I’ve been behind on my blog lately, partly due to the end of term and exams, and partly due to being too busy with things I should write about in the blog to actually have the time to write about them. So going back a couple of weekends, there were foreign visitors to Zhangye, as in Danielle and Stephen being visited by other Peace Corps volunteers in our province, and Andrew and Gary being visited by a friend also in China through their organization, Amity. The Peace Corps teachers can be seen in the pictures - Emily and Thomas, me and Danielle, Cary and Stephen. I spent a little bit of time with both groups, and this is a brief run-down of the activities:

Peace Corps:

Friday

-met volunteers around 6pm, at a bar
-dinner, with drinks
-back to Stephen’s apartment, to drink

Saturday

-met them at Danielle’s apartment roughly 5:30pm, where I was apparently just in time for the drinking
-went to dinner, then a bar
-dirty dancing at Hot Ball Place
-a round at another bar to end the night

Amity:

Sunday

-went to Gary’s apartment, and listened to him and their friend Rae perform religious hymns
on the piano while we gently sipped homemade wine and discussed watching a movie from perhaps the 1950’s called Miss Marple

Being around Peace Corps teachers is like being at a frat party; being around Amity teachers is like being at church. Our Chinese friend He Le, owner of our new favorite bar China Fire, was at Gary’s apartment, being his usual entertaining self. We decided he would like Sex and the City better than Miss Marple, and in the interest of politeness I won’t repeat some of the funniest lines, but at any rate by the third pair of breasts nothing was disproved about the preconceptions of “easy” Western women.
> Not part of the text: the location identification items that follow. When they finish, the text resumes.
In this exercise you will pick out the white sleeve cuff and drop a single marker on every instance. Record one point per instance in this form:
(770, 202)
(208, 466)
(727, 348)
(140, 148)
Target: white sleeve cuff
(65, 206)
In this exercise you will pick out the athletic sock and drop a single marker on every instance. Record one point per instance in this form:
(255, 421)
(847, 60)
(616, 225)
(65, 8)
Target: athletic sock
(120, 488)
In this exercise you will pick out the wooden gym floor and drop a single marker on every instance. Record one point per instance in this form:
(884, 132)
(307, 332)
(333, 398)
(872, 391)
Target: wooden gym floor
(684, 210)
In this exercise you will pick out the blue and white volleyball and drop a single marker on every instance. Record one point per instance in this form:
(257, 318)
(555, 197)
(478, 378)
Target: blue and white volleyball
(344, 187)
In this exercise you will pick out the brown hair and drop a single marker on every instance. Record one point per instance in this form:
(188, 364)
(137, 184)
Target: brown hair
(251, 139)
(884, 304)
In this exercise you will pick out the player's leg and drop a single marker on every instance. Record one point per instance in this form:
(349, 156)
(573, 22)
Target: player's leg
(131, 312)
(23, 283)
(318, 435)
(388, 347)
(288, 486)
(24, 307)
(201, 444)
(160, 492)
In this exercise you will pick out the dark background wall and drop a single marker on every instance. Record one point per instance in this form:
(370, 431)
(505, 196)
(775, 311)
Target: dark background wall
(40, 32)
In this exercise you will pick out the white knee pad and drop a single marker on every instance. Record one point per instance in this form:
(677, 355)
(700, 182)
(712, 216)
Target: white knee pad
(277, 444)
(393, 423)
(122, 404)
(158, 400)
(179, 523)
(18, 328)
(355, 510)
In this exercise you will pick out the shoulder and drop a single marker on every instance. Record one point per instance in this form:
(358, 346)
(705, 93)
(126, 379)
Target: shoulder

So me and the Peace Corps teachers thought it would be fun to dance American-style at the dance club, in which boys actually touch the girls rather than keeping a safe 18-inch barrier between themselves and anything with breasts. However, we realized only too late that we were opening Pandora’s Box on this one. We immediately received loud cheers and whoops from the men, who formed a circle around us while we danced in the middle, exactly like the kind of scene from a movie that seems so cheesy because you’ve never seen it happen in real life. This circle drew closer and closer, like a pack of hyenas closing in on a wounded gazelle. There was nary a female in sight, besides the pole-dancing girls manning their usual stations. Emily, one of the visitors and an attractive blonde, had to actually sit most of the night out due to the unwanted attention. Very much to my dismay, I was also receiving too much attention—from men. Particularly Red Sweater Vest Man, an unwanted friend who happily bounded up to me every time I got on the dance, or rather into me. You need to build up a tolerance for discomfort when living in another culture, but I still have a line somewhere, and it was definitely crossed. It would seem Reform and Opening has yet to cover “dirty dancing in small provincial towns”.